Fundamental Toxicological Sciences
Online ISSN : 2189-115X
ISSN-L : 2189-115X
Volume 4, Issue 6
Displaying 1-6 of 6 articles from this issue
Original Article
  • Shihori Tanabe, Katsumi Kobayashi, Mariko Matsumoto, Hideki Serizawa, ...
    2017 Volume 4 Issue 6 Pages 247-259
    Published: November 07, 2017
    Released on J-STAGE: November 07, 2017

    To assess the toxicity of acenaphthylene, Sprague-Dawley rats were repeatedly administered the chemical via oral gavage at daily doses of 0, 4, 20, or 100 mg/kg/day for 28 days, followed by a 14-day recovery period. Decreases in body weight, food consumption, and body weight gain were observed in males and females in the 100 mg/kg/day group. Additionally, increases in water consumption and urine volume, and decreases in osmolality were observed in both males and females in this group. Moreover, this highest dose was linked to decreases in the reticulocyte percentage and increases in platelet counts in males and females, and females additionally exhibited increases in the hemoglobin concentration, mean corpuscular hemoglobin concentration, and activated partial thromboplastin time. Meanwhile, total cholesterol and phospholipid levels were elevated in males and females treated with 100 mg/kg/day acenaphthylene, with males additionally displaying increased total protein and albumin levels.
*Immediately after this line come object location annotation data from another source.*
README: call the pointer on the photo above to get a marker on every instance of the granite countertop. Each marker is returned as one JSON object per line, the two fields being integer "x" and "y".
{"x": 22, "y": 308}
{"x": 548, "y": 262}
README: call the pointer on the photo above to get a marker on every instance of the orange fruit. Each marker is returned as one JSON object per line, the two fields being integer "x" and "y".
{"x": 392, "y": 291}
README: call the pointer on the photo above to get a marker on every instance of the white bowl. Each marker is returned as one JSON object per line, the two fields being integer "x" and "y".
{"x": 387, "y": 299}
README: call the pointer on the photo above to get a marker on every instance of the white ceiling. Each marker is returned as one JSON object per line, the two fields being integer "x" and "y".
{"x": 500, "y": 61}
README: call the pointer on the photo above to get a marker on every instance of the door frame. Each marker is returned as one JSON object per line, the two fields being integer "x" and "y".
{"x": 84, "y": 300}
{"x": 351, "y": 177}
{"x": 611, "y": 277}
Increased relative liver weights and changes in liver histopathology were observed in males and females treated with 20 or 100 mg/kg/day acenaphthylene. Additionally, organ weight and/or histopathological changes were observed in the thymus, heart, femoral and sternal bones including bone marrow, urinary bladder, kidneys, spleen, and adrenal gland in both sexes, in the stomach in males, and in the uterus, ovaries, and mesenteric lymph nodes in females in the 100 mg/kg/day group. Some changes exhibited plasticity in the recovery period. Based on these results, the no-observed-effect-level of acenaphthylene after repeated 28-day oral administration was 4 mg/kg/day.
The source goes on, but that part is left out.